BASEES Annual Conference 2026

Secretive Humanitarian Encounters: Pius XII’s Pontificate, Romanian Displaced Fascists, and War Criminals

Sun12 Apr09:15am(15 mins)
Where:
Muirhead Tower 415
Presenter:

Authors

Francesco Zavatti11 Institute of Contemporary History, Södertörn Univ, Sweden

Discussion

This paper explores a little-known dimension of Catholic humanitarianism: the encounters between the Roman Catholic Church and Romanian fascists and war criminals displaced in Western Europe after the Second World War. In the absence of reliable sources, historiography has long remained silent on the relationship between the Vatican and Romanian “fascists on the run”. Posthumous memoirs and unsubstantiated reports preserved in secret police archives, however, have fuelled speculation and prejudice—especially since a few dozen among the displaced continued to seek ways of giving Romanian fascism an afterlife with political substance, while many others attempted to obscure or downplay their earlier political commitments and the stigma associated with it.

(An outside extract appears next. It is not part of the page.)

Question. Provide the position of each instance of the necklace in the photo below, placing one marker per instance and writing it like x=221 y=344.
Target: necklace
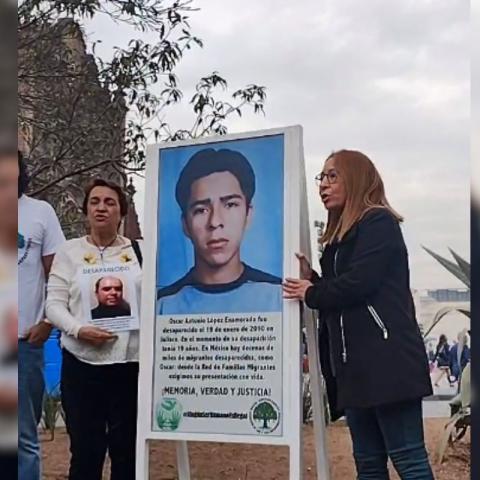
x=100 y=249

Drawing on newly released sources from the pontificate of Pius XII, preserved in Vatican, ecclesiastical, and private archives, this study reconstructs the origins, dynamics, and outcomes of these humanitarian encounters through a micro-historical approach. This method makes it possible to serialise, contextualise, and thus render intelligible anomalous episodes that might otherwise appear as isolated or marginal events in postwar history.


The paper first examines the material assistance provided by Catholic networks, which secured for select Romanian displaced persons unusual privileges compared with their compatriots in the DP camps—including accommodation, access to resources, and protection from the authorities. Second, it considers the diverse purposes behind such assistance, which ranged from fostering the potential union of Orthodox believers with Roman Catholicism, to saving the rescued from the dangers of forced repatriation and thus preserving their human rights, to broader ideals of Christian charity. Finally, the paper demonstrates that although Catholic rescuers extended refuge, they consistently rejected proposals for political alliances advanced by the rescued, thus challenging widespread assumptions and calling for a reassessment of the Cold War representations of the Vatican, Catholicism, and the Romanian diaspora.